Submitted to: Aflatoxin Elimination Workshop Proceedings
Publication Type: Proceedings
Publication Acceptance Date: 10/1/2002
Publication Date: 10/10/2002
Citation: BRUNS, H.A., ABBAS, H.K. 2002. WITH-IN ROW SPACING OF MAIZE AND ITS EFFECTS ON YIELD AND MYCOTOXIN INCIDENCE. AFLATOXIN ELIMINATION WORKSHOP PROCEEDINGS. Vol. 15:104.

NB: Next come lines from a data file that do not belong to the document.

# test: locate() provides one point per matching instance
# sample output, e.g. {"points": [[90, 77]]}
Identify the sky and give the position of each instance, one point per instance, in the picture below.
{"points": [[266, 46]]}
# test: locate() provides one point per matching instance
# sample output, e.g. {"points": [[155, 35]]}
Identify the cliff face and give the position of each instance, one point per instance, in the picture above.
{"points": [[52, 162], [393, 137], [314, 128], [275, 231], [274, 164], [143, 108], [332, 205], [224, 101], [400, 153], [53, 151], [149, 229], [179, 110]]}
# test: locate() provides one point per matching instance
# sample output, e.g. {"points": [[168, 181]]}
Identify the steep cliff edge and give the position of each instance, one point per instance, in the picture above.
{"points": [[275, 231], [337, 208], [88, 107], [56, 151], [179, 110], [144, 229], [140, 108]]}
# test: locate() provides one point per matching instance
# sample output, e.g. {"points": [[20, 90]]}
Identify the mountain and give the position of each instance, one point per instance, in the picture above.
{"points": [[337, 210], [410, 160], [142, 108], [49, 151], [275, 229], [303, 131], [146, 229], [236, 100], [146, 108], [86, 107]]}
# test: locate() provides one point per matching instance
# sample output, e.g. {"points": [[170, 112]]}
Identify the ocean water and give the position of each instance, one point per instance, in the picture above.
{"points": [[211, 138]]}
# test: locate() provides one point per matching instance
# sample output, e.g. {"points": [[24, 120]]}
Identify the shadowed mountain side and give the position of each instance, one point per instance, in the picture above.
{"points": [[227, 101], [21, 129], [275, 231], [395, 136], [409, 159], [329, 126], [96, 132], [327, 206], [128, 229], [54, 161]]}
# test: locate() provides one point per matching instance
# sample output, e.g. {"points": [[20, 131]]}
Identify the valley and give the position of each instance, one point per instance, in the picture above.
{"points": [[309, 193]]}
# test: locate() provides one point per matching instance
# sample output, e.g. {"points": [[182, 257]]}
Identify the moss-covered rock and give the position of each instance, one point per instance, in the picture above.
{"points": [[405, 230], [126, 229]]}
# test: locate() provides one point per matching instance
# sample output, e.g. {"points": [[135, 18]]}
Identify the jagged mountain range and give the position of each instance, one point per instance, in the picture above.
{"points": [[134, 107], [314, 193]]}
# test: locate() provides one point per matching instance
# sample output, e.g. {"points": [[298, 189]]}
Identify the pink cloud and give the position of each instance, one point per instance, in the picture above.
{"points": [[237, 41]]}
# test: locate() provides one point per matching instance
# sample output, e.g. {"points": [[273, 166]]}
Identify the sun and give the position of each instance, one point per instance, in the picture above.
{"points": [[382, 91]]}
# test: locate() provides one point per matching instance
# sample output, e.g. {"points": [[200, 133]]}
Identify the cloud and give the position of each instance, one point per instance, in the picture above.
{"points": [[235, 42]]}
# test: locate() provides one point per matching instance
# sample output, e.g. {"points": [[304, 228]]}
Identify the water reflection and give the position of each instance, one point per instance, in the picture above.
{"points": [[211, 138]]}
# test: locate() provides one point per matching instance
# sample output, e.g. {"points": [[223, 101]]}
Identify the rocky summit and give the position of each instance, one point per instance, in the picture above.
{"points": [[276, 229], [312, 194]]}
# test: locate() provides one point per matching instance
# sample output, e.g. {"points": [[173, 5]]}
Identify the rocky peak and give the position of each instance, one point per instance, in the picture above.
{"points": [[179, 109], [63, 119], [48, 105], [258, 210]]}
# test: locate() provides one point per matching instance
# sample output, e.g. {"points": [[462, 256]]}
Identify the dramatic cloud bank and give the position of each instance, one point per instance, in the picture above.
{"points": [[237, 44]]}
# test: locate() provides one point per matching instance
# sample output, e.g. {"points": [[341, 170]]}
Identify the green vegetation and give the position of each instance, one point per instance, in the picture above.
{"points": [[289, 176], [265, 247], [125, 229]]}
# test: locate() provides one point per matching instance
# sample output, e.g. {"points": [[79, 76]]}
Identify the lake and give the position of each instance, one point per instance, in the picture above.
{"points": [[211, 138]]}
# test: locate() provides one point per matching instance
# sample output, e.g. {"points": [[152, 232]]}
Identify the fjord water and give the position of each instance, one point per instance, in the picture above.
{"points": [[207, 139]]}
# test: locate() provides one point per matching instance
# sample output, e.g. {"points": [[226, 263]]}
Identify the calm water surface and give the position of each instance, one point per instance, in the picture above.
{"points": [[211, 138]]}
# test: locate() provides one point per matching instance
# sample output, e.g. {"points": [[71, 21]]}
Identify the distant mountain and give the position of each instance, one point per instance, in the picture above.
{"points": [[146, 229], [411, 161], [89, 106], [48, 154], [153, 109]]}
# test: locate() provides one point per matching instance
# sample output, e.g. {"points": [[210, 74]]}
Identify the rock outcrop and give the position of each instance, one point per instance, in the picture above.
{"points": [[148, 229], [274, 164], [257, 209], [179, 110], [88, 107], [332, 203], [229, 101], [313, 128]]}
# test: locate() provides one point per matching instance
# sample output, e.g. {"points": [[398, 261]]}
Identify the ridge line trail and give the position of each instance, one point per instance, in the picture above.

Technical Abstract: Hybrid maize (Zea mays L.) grown in the 1950's and 1960's usually responded to plant densities over 45,000 plants ha-1 with high numbers of barren plants ha-1 and less grain per plant. Planting recommendations for modern hybrids use populations of over 62,000 plants ha-1 to achieve the high yields commonly seen today. Maize grown in the Mid South frequently uses a 101.6 cm row spacing, which is used to produce much of the cotton (Gossypium hirsutum L.) grown in the area. Six maize hybrids, two Bt and four non-GMO, were grown at Stoneville, MS in 2000 and 2001 using a 101.6 cm row spacing and plant densities of 43,000, 48,000, 54,300, 64,000 and 76,500 plants ha-1. Increasing plant density resulted in increased grain yields with no yield plateau or decline observed at 76,500 plants ha-1. Grain bulk densities varied among plant populations. However, no trend was evident. Kernel weights, ear weights, and leaf area plant-1 all declined as plant density increased. Declines in kernel and ear weights however did not affect grain yield negatively. Ears ha-1 was the most important yield component in this experiment. Leaf area index increased with increasing plant density thus negating the decline in leaf area plant-1. Leaf area index was higher in 2000 than in 2001, probably due to more rainfall. Hybrids differed in LAI, yield, grain bulk density and kernel weight. However, these differences were not correlated to one another. Aflatoxin levels were below the maximum allowable level of 30 mg MG-1. Fumonisin levels were higher in 2001 (5.0-7.9 mg kg-1) than in 2000 (0.5-1.6 mg kg-1) probably due to a more favorable environment for growth of the fungus. Modern maize can be grown in the Mid South using a population of 76,500 plants ha-1 without a decline in yield or grain quality.